LA LAMPE À ALCOOL (ou à pétrole)
Quel est l’usage de la lampe à alcool?
La lampe à alcool — parfois à pétrole — est l’une des plus anciennes sources de chaleur localisée utilisées par l’horloger. Bien que les ateliers contemporains aient progressivement adopté des fours électriques précis et programmables pour la conduite des traitements thermiques industriels, la lampe demeure un outil familier de l’horloger artisanal et du restaurateur, qui apprécient sa simplicité, son autonomie et la sensibilité de la flamme qu’elle produit.
Dans sa forme classique, l’outil se compose d’un réservoir — souvent en verre ou en laiton — surmonté d’un brûleur métallique muni d’une mèche en fibres absorbantes. Une vis de réglage commande la hauteur de la mèche et, par voie de conséquence, la dimension de la flamme. Celle-ci, régulièrement entretenue, offre une chaleur calme et propre, sans projection ni production excessive de suie : qualités indispensables au travail de pièces dont les dimensions et l’état de surface ne tolèrent aucune contamination.
Les usages thermiques de la lampe sont multiples.

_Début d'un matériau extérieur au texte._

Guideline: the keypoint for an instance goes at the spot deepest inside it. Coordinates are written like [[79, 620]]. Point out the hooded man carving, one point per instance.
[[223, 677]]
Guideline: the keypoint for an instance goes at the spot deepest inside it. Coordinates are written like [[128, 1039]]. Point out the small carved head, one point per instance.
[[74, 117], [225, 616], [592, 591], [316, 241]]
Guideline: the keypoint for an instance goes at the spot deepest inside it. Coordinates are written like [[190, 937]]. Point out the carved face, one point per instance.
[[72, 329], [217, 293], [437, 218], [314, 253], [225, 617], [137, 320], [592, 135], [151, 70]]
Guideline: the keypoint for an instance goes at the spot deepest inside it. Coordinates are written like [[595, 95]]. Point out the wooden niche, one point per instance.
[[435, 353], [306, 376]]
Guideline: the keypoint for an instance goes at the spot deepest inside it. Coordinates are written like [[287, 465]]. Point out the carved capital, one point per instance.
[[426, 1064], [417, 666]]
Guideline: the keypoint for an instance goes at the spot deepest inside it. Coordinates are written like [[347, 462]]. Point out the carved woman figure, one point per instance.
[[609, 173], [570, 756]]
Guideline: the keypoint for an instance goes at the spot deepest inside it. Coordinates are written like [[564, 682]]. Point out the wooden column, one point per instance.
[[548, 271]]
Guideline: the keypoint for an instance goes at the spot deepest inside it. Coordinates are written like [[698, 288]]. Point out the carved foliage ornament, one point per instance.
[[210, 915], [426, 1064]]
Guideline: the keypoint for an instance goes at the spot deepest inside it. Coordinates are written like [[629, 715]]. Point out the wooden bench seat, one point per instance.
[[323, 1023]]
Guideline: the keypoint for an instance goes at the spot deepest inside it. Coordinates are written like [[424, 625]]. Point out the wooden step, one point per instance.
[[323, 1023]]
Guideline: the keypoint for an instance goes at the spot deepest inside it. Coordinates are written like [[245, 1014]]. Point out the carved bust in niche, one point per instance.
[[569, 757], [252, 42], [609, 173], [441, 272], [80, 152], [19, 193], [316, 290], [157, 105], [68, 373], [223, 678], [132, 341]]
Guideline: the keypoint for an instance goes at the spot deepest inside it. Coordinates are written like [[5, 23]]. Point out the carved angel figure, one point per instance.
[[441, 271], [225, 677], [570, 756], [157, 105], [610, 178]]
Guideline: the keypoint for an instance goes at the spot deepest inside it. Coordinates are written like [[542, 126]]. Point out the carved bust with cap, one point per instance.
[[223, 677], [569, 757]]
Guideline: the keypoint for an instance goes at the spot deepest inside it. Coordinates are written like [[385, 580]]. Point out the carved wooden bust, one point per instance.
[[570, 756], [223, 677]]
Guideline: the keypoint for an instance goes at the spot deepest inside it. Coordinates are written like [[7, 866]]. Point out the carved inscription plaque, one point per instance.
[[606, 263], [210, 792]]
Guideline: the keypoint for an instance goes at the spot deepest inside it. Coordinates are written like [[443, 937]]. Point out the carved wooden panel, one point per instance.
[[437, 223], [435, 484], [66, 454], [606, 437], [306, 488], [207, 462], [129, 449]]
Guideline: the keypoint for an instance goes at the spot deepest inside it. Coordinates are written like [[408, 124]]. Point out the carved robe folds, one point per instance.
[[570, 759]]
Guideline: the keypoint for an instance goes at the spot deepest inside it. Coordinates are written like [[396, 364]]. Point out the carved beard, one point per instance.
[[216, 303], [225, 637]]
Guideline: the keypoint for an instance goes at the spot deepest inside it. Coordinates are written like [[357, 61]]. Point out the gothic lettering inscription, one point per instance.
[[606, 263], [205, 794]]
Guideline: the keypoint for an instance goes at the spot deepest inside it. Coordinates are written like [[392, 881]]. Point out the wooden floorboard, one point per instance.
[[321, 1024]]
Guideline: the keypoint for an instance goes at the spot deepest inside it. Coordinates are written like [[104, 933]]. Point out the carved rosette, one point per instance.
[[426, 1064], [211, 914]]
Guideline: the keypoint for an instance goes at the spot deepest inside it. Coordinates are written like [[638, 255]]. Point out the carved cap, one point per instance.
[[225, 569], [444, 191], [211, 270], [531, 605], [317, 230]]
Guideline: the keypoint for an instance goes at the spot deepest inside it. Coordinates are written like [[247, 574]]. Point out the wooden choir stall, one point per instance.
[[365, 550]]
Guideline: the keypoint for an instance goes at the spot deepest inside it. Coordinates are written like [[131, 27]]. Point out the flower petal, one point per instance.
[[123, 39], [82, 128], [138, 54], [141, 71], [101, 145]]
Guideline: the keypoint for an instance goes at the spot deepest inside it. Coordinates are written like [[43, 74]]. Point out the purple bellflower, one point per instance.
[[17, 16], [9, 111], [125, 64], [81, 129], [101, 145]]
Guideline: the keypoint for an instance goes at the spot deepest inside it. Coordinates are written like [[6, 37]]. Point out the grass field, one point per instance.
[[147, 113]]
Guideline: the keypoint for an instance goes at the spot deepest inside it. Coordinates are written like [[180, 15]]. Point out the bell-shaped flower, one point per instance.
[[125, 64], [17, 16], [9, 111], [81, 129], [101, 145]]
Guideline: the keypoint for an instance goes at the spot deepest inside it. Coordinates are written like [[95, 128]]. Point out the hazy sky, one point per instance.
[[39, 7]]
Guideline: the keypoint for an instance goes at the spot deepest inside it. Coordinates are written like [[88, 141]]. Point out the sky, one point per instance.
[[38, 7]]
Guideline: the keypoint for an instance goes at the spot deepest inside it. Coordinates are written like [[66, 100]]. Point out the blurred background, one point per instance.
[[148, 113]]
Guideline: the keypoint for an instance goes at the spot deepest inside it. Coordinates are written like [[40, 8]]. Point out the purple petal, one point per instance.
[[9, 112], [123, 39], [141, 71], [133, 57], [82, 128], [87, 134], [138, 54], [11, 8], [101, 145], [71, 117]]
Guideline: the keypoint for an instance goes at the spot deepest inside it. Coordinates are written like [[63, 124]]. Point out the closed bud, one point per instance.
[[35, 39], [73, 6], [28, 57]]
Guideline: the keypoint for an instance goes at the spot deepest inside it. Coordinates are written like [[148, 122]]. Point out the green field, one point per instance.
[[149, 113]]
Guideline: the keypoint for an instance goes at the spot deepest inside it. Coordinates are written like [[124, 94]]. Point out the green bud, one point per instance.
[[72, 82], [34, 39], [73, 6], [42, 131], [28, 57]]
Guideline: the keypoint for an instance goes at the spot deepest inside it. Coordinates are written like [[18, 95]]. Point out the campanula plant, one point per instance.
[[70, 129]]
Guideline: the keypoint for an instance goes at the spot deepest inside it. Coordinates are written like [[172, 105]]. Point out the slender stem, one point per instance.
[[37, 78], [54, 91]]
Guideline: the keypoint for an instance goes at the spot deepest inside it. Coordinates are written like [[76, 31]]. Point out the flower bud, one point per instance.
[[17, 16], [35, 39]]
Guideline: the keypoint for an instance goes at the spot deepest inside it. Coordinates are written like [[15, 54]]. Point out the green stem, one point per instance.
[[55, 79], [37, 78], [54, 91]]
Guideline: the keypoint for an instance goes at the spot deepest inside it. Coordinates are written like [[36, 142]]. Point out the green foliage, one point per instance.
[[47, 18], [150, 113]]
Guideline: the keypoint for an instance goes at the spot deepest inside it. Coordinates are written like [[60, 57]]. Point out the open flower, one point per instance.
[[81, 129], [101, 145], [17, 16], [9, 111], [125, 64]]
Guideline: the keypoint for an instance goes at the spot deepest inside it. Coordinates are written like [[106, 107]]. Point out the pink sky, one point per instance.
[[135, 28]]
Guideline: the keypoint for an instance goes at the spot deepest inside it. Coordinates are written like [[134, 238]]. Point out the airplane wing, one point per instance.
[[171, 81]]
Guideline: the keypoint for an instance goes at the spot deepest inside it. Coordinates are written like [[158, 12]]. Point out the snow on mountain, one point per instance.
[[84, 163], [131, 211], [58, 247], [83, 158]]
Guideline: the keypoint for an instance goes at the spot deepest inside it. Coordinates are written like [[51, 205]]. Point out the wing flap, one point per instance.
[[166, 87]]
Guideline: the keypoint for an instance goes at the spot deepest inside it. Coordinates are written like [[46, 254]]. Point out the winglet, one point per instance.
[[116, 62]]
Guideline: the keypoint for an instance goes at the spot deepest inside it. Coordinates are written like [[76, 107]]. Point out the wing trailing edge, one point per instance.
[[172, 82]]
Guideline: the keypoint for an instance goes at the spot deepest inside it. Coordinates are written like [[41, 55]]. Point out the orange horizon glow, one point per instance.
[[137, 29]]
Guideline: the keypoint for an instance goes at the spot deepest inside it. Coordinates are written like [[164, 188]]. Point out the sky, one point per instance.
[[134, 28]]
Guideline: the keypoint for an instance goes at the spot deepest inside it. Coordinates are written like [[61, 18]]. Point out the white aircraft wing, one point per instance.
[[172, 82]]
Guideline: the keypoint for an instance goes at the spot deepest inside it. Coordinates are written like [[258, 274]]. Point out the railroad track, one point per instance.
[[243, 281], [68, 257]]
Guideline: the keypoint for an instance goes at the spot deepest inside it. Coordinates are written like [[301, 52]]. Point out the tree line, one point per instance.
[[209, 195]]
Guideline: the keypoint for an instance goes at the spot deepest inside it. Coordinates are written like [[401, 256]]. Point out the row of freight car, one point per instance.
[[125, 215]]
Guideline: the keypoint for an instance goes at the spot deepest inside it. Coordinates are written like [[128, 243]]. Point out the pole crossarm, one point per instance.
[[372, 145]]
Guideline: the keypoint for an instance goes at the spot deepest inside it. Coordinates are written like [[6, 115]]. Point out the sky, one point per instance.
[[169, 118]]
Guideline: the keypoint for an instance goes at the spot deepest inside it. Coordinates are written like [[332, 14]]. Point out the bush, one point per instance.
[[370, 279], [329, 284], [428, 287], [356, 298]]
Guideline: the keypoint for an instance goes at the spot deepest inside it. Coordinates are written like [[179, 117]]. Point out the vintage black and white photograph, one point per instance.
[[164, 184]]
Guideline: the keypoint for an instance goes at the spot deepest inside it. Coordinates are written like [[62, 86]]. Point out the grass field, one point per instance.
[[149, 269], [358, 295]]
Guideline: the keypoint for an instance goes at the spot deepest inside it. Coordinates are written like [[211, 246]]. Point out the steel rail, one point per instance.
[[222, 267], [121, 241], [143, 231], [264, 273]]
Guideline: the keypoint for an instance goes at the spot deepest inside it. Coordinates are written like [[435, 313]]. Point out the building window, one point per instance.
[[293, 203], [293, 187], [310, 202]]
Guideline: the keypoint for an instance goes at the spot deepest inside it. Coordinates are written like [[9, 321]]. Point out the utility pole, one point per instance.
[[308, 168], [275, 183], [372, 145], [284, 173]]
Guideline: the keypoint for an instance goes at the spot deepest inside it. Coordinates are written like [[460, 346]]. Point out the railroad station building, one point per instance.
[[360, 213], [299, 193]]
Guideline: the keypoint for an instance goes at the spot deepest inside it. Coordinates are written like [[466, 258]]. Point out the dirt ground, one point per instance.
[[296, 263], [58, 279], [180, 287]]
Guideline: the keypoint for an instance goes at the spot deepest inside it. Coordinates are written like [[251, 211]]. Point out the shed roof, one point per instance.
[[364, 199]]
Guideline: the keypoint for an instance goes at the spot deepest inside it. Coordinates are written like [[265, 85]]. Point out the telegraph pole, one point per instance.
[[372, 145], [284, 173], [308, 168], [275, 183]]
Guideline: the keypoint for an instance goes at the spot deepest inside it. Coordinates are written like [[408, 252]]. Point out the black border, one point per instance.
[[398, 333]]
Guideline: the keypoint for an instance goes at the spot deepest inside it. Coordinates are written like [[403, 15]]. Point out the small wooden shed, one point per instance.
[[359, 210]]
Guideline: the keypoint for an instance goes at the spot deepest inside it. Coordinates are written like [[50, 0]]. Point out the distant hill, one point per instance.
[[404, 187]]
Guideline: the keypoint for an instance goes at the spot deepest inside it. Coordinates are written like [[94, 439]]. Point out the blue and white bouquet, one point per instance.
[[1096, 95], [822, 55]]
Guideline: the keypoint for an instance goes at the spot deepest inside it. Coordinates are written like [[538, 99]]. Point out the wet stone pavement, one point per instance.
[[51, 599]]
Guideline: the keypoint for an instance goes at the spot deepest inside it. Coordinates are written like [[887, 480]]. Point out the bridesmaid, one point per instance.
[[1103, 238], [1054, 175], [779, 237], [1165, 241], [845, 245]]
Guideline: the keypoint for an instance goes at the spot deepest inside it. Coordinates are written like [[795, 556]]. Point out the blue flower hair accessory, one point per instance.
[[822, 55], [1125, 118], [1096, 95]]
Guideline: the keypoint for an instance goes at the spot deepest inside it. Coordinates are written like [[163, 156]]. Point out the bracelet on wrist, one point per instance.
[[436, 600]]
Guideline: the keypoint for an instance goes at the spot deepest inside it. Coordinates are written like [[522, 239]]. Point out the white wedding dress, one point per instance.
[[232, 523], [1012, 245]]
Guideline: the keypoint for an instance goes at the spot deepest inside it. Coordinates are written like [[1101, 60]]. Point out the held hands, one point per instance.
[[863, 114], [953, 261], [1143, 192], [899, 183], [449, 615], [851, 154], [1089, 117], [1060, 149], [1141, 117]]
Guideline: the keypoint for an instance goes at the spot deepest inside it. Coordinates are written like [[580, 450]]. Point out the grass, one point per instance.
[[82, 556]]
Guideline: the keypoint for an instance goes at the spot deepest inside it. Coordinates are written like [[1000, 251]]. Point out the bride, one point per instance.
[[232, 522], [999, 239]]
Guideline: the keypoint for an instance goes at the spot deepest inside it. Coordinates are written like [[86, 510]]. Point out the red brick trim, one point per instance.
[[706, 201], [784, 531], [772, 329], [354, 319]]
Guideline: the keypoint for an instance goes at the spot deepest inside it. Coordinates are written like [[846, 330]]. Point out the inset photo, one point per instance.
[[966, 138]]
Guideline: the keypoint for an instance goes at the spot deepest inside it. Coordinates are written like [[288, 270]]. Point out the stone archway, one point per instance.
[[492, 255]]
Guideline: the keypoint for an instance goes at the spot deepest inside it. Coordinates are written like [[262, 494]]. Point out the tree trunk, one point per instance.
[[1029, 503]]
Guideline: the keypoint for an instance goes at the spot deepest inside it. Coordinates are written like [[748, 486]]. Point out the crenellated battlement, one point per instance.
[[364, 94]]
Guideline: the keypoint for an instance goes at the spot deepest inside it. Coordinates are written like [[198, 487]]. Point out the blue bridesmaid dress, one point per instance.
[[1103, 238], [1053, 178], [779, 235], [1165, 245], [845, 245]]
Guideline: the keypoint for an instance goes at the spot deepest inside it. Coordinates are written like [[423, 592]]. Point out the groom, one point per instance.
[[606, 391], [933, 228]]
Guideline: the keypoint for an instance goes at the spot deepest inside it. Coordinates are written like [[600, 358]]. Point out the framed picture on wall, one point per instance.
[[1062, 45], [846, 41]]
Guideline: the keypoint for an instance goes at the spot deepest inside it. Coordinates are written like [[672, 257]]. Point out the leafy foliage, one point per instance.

Le revenu — qui consiste à réduire de manière contrôlée la dureté d’une pièce d’acier préalablement trempée afin de lui conférer un compromis recherché entre dureté et ténacité — figure parmi les opérations les plus classiques. La pièce est posée sur une plaquette de laiton ou dans un lit de copeaux de cuivre, au-dessus de la flamme, et l’horloger en suit la teinte d’oxydation pour estimer la température atteinte. C’est selon ce même principe que s’effectue le bleuissage des vis et de certaines aiguilles : l’horloger interrompt précisément le chauffage à l’apparition du bleu d’acier recherché — généralement aux environs de 300 °C — pour fixer cette teinte chargée d’identité visuelle et qui contribue, accessoirement, à la protection du composant contre la corrosion.
D’autres opérations confient également à la lampe leur source de chaleur : le recuit local d’un composant que l’on souhaite rendre plus malléable avant un travail d’ajustage, le réchauffement d’une pièce pour permettre son emmanchement ou son retrait à chaud, ou encore la fusion contrôlée de la gomme-laque utilisée pour fixer les palettes de l’ancre ou pour des opérations de réparation. Pour l’ensemble de ces interventions, la lampe à pétrole offre l’avantage d’une mise en œuvre immédiate et d’une régulation manuelle qui, entre les mains d’un horloger expérimenté, demeure étonnamment précise.